Her eyelids blink rapidly. This softens her stare, makes her very pretty—greatly pretty. Lila says, getting ready—she is very hesitant—“I can’t let it simmer on my back burners all day. I’m the last of the red-hot mommas. My motto is ‘strike while the iron is hot and get things done.’ I’m the executive type.” She moistens her lips, squints blindly, pushes her hair behind her ears. She stands flat-footed. She sets her breasts with her left hand. Her breasts have a powdery largeness. A constant nervousness is worsened if she has to touch someone. She bends near; her shadow is an imported dusk; her arms are around me; she lifts me, the giant woman, owl-fluffy Momma and her large, owl-soft breasts. And then, over that, the nearness to her is a moonish glare that tugs tidally at my breath and at my mind.

“Phew, you stink, pretty baby,” she says.

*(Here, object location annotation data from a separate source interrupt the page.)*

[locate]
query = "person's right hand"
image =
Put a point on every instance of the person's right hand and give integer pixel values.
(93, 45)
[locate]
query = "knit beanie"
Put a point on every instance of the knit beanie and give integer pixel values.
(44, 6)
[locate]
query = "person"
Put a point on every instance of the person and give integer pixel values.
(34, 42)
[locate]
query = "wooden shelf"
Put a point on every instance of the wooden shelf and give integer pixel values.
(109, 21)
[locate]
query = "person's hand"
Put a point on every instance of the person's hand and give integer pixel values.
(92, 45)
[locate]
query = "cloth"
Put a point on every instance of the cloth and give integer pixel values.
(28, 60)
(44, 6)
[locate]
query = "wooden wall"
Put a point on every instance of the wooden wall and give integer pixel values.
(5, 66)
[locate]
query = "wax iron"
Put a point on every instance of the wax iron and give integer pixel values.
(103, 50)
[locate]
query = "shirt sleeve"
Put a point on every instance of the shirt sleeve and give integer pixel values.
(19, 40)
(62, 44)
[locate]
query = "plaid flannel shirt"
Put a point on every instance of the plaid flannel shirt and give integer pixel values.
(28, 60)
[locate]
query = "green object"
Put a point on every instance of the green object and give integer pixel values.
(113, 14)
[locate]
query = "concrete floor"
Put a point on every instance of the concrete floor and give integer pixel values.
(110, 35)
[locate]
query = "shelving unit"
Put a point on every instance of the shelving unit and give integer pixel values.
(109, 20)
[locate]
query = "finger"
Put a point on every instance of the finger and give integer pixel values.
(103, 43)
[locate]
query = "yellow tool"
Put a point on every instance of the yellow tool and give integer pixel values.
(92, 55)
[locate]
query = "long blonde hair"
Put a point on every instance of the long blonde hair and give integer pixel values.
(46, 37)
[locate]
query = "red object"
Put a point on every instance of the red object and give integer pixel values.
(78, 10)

Her voice is troubled, vaguely storm-lit, spotted with lurid light: she has an innate melodrama.

She ferries us past the obstreperous transparency of the windows—mostly a curious shine but still knowable as part of the outer, widening morning.

“Well, another day, and you’re still sick, don’t you know it? Don’t you always know it?”

She is sad; she is out of breath; charmingly, conceitedly, she is drudgery-minded. She picks on me: “Hold your head up; don’t let your head do that; straighten it; stop looking like an idiot: I warn you, I’m not good with idiots—once you lose my sympathy, you lose me.… Listen, I’ll tell the world: I’m not a nursemaid; that’s not what I’m good at.” Heavy-fleshed, small-town Lila walks, and I shake with the rhythms of her body. Her movements are interfered with by me—my weight and looseness and indiscipline of posture.

In the bathroom, she sits me lankly on the sink. My feet are in the white basin; she props me with her shoulder and unwraps the outer towel, shifting me, and slipping it out and throwing it on the floor. And then she unpins the other towel, the one that I slept in, the diaper towel: “What a mess: don’t look innocent; you do it, you’re the mess: you’re worse than a horse. You’re lucky you don’t get thrown out with the diaper. You could learn to handle your bowels: it wouldn’t kill you. I hope you’re listening. Cooperation, they say, is the mark of a leader. Don’t make me wear myself out.” Her fingers are clumsy but neat, shy then bold—she has a glidy, pinchy, nervous touch. It is a touch that seemingly can easily be frightened off, like a fly. My eyes have grown flimsy with nerves—an obscure physical crowdedness of sensation in skin and mind.